Replace Text in a Stream: String Replace
Let’s first look at the “simple, inefficient buffering” from the
YARP documentation. In this method we just read the stream into a string
and use string.Replace
to do the work and write the result to the output:
What is the best way of doing this and how will it perform?
using var reader = new StreamReader(input, leaveOpen: true);
var original = await reader.ReadToEndAsync(cancellationToken);
var replaced = original.Replace(oldValue, newValue, comparisonType);
await using var writer = new StreamWriter(output, leaveOpen: true);
await writer.WriteAsync(replaced);
Ordinal vs Linguistic Comparison
When using string.Replace
you need to make two decisions: do I care about the
casing and do I care about linguistic meaning of the strings. We already
stipulated that we care about the casing. But what does the other choice mean?

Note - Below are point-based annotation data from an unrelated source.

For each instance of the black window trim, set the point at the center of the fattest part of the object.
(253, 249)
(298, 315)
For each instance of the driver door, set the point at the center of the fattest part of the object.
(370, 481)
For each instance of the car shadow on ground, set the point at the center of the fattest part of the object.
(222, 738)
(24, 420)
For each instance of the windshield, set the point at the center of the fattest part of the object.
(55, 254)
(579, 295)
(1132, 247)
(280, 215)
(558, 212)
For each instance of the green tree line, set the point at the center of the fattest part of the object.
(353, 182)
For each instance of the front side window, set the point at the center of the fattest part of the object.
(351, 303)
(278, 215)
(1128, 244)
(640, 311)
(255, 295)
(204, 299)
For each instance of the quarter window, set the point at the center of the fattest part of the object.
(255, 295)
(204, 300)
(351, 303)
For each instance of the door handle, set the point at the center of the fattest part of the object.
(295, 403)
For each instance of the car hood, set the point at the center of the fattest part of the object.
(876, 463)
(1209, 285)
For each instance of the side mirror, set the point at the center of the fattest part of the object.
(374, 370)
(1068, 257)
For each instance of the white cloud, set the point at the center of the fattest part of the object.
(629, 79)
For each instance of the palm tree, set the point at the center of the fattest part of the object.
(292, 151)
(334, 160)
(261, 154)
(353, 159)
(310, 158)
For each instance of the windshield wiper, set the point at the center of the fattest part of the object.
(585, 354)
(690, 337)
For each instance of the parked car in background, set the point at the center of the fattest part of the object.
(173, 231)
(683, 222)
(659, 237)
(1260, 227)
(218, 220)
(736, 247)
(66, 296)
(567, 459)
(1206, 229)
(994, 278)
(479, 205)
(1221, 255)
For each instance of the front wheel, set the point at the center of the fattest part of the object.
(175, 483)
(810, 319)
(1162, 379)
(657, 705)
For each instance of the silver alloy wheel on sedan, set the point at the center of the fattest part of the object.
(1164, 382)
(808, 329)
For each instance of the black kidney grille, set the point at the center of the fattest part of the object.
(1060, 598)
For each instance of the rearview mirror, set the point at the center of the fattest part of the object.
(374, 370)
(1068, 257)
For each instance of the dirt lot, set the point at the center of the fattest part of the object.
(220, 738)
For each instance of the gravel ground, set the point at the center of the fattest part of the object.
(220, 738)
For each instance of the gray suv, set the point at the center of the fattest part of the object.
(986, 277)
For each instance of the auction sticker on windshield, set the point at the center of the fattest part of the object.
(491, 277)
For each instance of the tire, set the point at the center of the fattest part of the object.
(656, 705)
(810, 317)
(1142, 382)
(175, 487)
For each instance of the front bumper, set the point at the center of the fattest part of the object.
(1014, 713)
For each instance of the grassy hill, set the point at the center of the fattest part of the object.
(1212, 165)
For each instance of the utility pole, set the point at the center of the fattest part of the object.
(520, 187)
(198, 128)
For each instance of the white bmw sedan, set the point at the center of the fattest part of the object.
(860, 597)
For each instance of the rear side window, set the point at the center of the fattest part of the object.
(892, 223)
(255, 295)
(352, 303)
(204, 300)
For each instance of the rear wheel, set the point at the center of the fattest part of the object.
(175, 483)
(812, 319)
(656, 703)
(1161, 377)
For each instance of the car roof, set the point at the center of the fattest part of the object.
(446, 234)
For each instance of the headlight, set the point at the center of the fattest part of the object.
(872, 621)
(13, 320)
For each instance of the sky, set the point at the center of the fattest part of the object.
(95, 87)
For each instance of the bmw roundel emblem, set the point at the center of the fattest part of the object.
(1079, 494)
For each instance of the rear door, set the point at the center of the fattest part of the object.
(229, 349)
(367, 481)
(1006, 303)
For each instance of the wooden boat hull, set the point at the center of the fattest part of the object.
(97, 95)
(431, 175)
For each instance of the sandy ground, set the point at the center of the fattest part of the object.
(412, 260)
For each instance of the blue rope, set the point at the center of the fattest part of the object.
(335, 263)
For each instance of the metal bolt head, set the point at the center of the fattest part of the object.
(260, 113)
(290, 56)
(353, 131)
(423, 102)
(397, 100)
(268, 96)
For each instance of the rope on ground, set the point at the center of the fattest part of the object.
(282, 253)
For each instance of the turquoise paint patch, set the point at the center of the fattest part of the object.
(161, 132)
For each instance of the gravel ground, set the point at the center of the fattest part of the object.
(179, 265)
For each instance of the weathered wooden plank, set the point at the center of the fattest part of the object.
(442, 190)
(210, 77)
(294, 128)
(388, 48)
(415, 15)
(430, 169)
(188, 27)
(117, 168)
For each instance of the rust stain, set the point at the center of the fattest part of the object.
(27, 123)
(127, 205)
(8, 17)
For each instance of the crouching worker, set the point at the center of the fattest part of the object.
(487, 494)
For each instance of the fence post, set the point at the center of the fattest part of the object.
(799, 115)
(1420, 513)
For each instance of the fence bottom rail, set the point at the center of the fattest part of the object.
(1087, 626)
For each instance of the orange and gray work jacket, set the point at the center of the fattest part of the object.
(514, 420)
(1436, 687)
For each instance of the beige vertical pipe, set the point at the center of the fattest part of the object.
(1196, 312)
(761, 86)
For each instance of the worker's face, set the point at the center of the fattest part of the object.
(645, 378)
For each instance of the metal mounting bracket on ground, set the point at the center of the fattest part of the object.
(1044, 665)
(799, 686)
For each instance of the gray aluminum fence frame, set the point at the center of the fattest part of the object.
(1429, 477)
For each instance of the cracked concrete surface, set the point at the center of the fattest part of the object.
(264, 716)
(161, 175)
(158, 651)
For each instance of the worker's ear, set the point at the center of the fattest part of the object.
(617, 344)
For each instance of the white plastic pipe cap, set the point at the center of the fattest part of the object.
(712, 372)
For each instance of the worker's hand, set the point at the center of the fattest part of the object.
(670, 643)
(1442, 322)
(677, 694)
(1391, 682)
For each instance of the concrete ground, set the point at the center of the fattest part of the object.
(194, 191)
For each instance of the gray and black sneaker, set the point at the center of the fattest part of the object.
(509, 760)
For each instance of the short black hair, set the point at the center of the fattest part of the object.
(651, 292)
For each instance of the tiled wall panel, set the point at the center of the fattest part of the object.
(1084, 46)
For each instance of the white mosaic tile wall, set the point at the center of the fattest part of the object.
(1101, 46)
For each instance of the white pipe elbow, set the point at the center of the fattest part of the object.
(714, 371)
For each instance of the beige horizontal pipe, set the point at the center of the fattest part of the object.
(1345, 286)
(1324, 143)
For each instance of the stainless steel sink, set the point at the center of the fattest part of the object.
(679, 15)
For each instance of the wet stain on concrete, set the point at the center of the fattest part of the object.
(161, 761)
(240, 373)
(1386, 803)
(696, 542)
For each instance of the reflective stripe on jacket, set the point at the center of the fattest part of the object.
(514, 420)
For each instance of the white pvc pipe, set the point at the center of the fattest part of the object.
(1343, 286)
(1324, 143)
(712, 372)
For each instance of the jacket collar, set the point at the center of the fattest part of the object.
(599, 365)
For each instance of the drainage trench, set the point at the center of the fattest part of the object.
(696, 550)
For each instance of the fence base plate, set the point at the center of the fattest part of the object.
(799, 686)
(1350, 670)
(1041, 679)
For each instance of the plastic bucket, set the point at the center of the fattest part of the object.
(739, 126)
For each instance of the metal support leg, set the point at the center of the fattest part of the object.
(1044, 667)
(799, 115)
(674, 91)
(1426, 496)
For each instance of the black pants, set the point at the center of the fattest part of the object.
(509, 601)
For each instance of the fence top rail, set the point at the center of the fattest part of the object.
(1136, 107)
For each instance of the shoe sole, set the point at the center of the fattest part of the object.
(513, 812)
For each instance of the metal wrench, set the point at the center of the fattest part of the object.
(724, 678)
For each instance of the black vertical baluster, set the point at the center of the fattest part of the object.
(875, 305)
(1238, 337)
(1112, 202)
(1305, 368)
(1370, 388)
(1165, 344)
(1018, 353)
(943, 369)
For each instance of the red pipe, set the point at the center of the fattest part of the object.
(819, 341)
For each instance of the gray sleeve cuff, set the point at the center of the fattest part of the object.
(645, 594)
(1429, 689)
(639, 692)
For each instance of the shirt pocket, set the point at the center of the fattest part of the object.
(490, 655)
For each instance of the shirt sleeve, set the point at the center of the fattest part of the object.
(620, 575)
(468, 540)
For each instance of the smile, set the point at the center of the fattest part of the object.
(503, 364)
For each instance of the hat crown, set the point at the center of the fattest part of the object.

- Ordinal: compare the raw bytes of the string
- Linguistic: compare the meaning of he string, either using a specific culture or the rules defined in the ‘invariant’ culture
Now the difference between these two options is explained in the documentation, but if your’re a more practical learner like me, you can see how both options behave in the following examples.
Sorting
var chars = new [] {"a", "b", "å", "c"};
var ordinalSort = chars.Order(StringComparer.Ordinal);
Assert.That(ordinalSort, Is.EqualTo(new[]{"a", "b", "c", "å" }));
var invariantSort = chars.Order(StringComparer.InvariantCulture);
Assert.That(invariantSort, Is.EqualTo(new[] { "a", "å", "b", "c" }));
Comparing with the ordinal method, the å
is placed after the c
because
the value U+00E5
is larger than U+0063
.
Comparing
var separated = new string(['a', '\u030a']); // u030a = ̊ aka COMBINING RING ABOVE
var single = new string(['å']);
Assert.That(separated.Equals(single, StringComparison.Ordinal), Is.False);
Assert.That(separated.Equals(single, StringComparison.InvariantCulture), Is.True);
Characters with diacritics can be written as one character or as the
combination of the base character and the diacritic character.
Linguistically å
(U+00E5
) is the same as a
(U+0061
) combined with
̊
(U+030A
).
But the first is just one character and the second is made up of two
characters. And that is not the same when using ordinal.
Basically: ordinal is how computers would compare characters and linguistic is how humans would do it.
Benchmark
Now how do these options perform?
Method | Mean | Error | StdDev | Median | Ratio | RatioSD | Gen0 | Gen1 | Gen2 | Allocated | Alloc Ratio |
---|---|---|---|---|---|---|---|---|---|---|---|
StringReplaceOrdinalIgnoreCase | 10.363 ms | 0.3083 ms | 0.8944 ms | 10.292 ms | 1.00 | 0.00 | 1281.2500 | 1250.0000 | 453.1250 | 17.05 MB | 1.00 |
StringReplaceOrdinal | 9.532 ms | 0.1889 ms | 0.3309 ms | 9.561 ms | 0.88 | 0.06 | 1218.7500 | 1156.2500 | 390.6250 | 12.19 MB | 0.71 |
StringReplaceInvariant | 581.109 ms | 14.2111 ms | 40.3144 ms | 571.019 ms | 56.28 | 6.32 | 1000.0000 | 1000.0000 | 1000.0000 | 20.17 MB | 1.18 |
StringReplaceInvariantIgnoreCase | 654.296 ms | 37.7361 ms | 110.0780 ms | 623.615 ms | 63.69 | 13.64 | 1000.0000 | 1000.0000 | 1000.0000 | 20.18 MB | 1.18 |
Unsurprisingly, the more complex option takes way longer than the simple byte comparison. But for all options memory usage is quite hight.
Since our scenario is focussed on replacing URLs in a stream, we don’t need the
extra complexity of linguistic comparison. OrdinalIgnoreCase
is a good fit.
We’ll take that as the baseline for further tests.